Jeff smirked. “Oh, but I have something too, Sol.” He waved his hand over the pond, and the water rose up into a square sheet, that became a window…
Onto a dungeon. And there was Celia, chained to the wall, Phoenix next to her, also chained, both lifeless.
“No,” I whispered, and in that moment of fear and weakness, Ga’ap struck from behind. The wand fell from my hand.
“Yes,” Ga’ap squealed with delight. “And the two of you will die together, Solomon and Sheba, and I will be avenged.”
Jeff twitched his hand and the window wavered. Then the sheet of water formed into thousands of little droplets that came rushing at me like buckshot.
When they hit me, I fell. Lucy, Celia, Phoenix…Rob…I couldn’t save anyone, I thought in despair as I fell. Then I hit my head on the ground and that was the end of thinking.
When I woke up, I, too, was chained to the wall where I’d seen Celia and Phoenix. I doubt very much the original Palace at Versailles had a grim, cold dungeon, but I could be wrong. At any rate, Jeff had deviated from the original in this if nothing else.
“Celia,” I whispered, but she was dead to the world. Mercifully, I thought. Why wake her up to …this?
“Well,” Phoenix said. “That went well.” The laugh lines at the corners of his mouth curled up. He looked about forty years old, which was better than the last time, I supposed.
I laughed bitterly. “Yeah, right.”
He shook his head. “No, it did. Everything worked perfectly. You’re right where you need to be, right when you need to be.”
I blinked. “You mean… you set me up to fail?”
“You haven’t failed, Sol. Trust me.”
Before I could ask any questions, I heard the groaning of a door, and the sound of footsteps on the stairs – two pairs.
“Come to gloat?” I asked Jeff and Ga’ap, as they stood outside our cell, beaming at us like two parents at a newborn baby.
“Yes!” Ga’ap said delightedly. “And to tell you what’s in store for you! You’ve been asleep for two weeks, Sol. And guess what day it is?”
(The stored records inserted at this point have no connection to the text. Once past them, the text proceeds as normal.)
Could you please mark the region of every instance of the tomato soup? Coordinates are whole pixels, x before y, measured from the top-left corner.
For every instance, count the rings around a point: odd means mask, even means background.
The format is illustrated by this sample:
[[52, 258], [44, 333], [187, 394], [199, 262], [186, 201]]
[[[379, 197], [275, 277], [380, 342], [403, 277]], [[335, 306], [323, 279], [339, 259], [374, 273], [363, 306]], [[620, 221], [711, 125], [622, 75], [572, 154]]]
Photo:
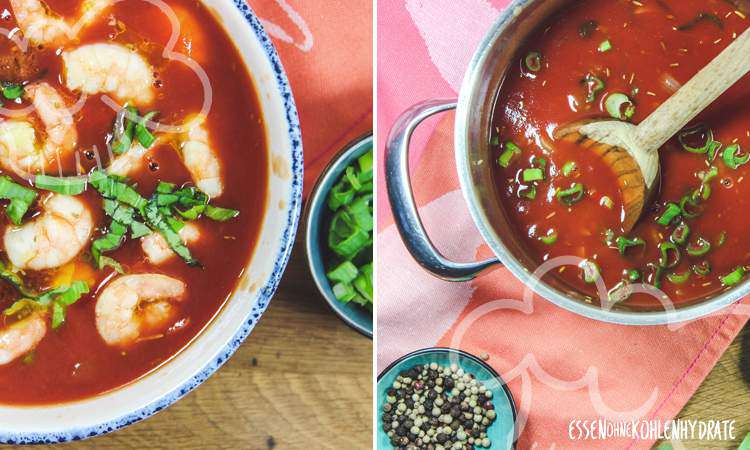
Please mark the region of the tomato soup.
[[639, 123], [749, 24], [725, 0], [581, 1], [531, 34], [498, 94], [491, 145], [498, 193], [539, 264], [580, 258], [555, 276], [634, 309], [662, 296], [689, 304], [744, 279], [747, 78], [660, 149], [660, 184], [632, 230], [612, 170], [555, 131], [590, 118]]
[[202, 2], [164, 3], [0, 0], [0, 403], [144, 376], [249, 262], [267, 186], [257, 93]]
“Math class is hard,” I said. “You do the calculating.”
Jeff smiled. “It’s Saturday, November 2nd.”
Rob, I thought with a surge of joy. In a matter of hours my beloved daemon would burst out of the ground and lay waste to these motherfuckers.
“Oh,” Ga’ap said sorrowfully. “I know what you’re thinking. But you’re wrong. You see, you and Celia are to be sacrificed tonight. You’ll die together, at, oh, I think 1:59 a.m.?” He looked at Jeff, who nodded. “Yes. Barbatos will return just in time to see you take your last breath.” He laughed and laughed, a horrible sound like nails on chalkboard.
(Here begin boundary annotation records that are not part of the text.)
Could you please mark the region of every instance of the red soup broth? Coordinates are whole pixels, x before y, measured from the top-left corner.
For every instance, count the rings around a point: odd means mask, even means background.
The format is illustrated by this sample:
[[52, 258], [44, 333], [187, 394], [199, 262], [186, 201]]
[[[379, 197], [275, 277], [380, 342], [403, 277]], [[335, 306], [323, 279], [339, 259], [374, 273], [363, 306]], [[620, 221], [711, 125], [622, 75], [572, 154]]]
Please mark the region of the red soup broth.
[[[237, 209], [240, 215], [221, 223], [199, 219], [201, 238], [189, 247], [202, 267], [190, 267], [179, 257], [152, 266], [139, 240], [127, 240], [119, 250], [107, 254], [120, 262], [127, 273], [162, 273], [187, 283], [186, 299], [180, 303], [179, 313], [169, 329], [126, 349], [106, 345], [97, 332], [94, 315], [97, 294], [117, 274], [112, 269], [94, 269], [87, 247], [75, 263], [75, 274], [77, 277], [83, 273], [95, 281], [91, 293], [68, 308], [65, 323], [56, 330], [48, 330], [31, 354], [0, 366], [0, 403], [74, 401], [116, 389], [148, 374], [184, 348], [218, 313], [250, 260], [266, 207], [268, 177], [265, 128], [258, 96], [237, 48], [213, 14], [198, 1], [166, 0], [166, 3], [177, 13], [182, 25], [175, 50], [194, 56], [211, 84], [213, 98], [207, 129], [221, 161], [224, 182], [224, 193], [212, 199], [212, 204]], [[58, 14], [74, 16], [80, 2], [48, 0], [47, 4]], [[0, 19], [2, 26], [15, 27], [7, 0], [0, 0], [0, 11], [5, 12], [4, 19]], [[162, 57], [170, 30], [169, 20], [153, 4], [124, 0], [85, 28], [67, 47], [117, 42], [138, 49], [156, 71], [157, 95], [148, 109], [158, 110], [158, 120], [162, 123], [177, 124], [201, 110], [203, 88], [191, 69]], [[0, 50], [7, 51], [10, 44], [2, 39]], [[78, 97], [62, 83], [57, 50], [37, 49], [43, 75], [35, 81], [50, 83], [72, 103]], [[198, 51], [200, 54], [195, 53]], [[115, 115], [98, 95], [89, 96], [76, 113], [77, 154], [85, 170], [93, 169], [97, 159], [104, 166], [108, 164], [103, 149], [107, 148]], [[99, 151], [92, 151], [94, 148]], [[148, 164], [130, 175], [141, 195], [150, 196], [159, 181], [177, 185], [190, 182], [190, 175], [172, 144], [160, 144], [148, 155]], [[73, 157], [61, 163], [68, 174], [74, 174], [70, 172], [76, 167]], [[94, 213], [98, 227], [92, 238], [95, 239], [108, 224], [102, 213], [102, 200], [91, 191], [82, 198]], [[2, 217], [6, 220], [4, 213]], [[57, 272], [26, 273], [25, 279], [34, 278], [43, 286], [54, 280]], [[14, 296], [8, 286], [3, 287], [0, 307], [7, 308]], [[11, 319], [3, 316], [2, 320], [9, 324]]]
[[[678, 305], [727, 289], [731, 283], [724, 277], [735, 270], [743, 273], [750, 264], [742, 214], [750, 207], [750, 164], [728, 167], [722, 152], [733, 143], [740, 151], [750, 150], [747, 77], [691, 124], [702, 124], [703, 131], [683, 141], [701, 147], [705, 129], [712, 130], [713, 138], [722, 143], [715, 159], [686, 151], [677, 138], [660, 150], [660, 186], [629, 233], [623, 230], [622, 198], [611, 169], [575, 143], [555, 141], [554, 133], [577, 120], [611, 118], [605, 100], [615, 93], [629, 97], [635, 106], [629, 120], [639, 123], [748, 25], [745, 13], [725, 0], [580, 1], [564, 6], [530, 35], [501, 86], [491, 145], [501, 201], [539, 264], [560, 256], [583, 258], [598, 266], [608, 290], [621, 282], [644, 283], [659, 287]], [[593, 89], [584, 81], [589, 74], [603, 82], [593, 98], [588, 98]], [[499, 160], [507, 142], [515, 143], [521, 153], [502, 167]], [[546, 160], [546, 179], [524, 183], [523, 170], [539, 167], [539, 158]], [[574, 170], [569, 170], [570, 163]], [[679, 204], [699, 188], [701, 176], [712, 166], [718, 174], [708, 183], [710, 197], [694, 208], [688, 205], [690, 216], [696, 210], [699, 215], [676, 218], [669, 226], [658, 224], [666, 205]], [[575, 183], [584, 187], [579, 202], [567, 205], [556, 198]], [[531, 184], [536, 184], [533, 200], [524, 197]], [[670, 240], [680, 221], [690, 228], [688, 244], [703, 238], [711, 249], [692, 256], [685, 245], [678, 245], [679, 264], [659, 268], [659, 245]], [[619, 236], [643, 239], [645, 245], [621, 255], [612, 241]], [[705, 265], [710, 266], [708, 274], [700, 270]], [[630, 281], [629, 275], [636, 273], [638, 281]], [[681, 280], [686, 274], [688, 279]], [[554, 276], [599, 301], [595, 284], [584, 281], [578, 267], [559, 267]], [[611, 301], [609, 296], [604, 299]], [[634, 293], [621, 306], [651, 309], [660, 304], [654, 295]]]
“And,” Jeff added brightly, “at the same time I’ll have drained Phoenix for the last time. And I will become one of daemon kind…an immortal.” His eyes glittered at the thought.
“If you can kill Phoenix,” I said, “then daemon kind isn’t immortal. So you won’t be, either, will you?”
Phoenix chuckled at this as Jeff’s face darkened with rage. “For that, I’ll make you suffer. You’ll die slowly, Solomon Priest. Slowly and painfully.” Then they were gone, Ga’ap’s awful laugh trailing behind them, leaving despair and sorrow in its wake.
When they were gone, I started to cry. Not because I was going to die, but because I’d never see Rob again. Or, worse, I’d look on him with my dying eyes, and see the look of pain on his face as I died in front of him.
“Stop it,” Phoenix snapped. “Listen to me. There’s another way.”